The numbers told the story before the final horn. Ontario outshot the Firebirds 35-22, a territorial edge that showed the Reign were the team dictating pace for most of the night. Pinelli scored twice, while Logan Brown and Kenta Isogai added the other goals for Ontario. That balance mattered as much as the margin itself, because it kept Coachella Valley from locking onto one shooter or one line and forced the Firebirds to defend across the full width of the roster.

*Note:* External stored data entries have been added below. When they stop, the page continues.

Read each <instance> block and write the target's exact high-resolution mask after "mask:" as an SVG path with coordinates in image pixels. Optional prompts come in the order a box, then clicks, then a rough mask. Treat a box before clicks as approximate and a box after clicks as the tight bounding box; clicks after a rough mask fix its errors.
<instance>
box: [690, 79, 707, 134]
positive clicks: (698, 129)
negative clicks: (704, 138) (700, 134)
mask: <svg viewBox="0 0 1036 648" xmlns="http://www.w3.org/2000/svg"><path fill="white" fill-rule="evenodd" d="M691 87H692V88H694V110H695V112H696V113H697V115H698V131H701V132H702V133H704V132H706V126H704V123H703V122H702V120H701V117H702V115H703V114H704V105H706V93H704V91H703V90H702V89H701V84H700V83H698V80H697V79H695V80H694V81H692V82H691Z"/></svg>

Jakov Novak supplied Coachella Valley’s only goal, but it never truly shifted the tone of the game. Ontario kept coming with layered pressure and enough finish to make the result feel settled long before the end. In a tight late-season stretch, that kind of performance carries more weight than a narrow, survive-and-escape win. It suggests a team that can set the terms against one of the AHL’s more recognizable opponents and do it without leaning on a single burst of offense.

AI-generated illustration
AI-generated illustration

Victor Östman was left to absorb much of the work for Coachella Valley, facing 34 shots and allowing three goals in 58:46. The Firebirds eventually had to lean on their backup late, another sign of how consistently Ontario kept the puck in the right end. The Reign never had to scramble to protect a one-goal lead. Instead, they stayed in control by getting goals from Pinelli, Brown and Isogai and by limiting the kind of extended pressure that can flip a game in the Pacific race.

For Ontario, the value of a 4-1 result like this goes beyond the two points. It is the kind of win that travels well in the standings because it rests on repeatable habits: win the shot battle, share the scoring and keep the opponent chasing. Against Coachella Valley, the Reign checked every one of those boxes.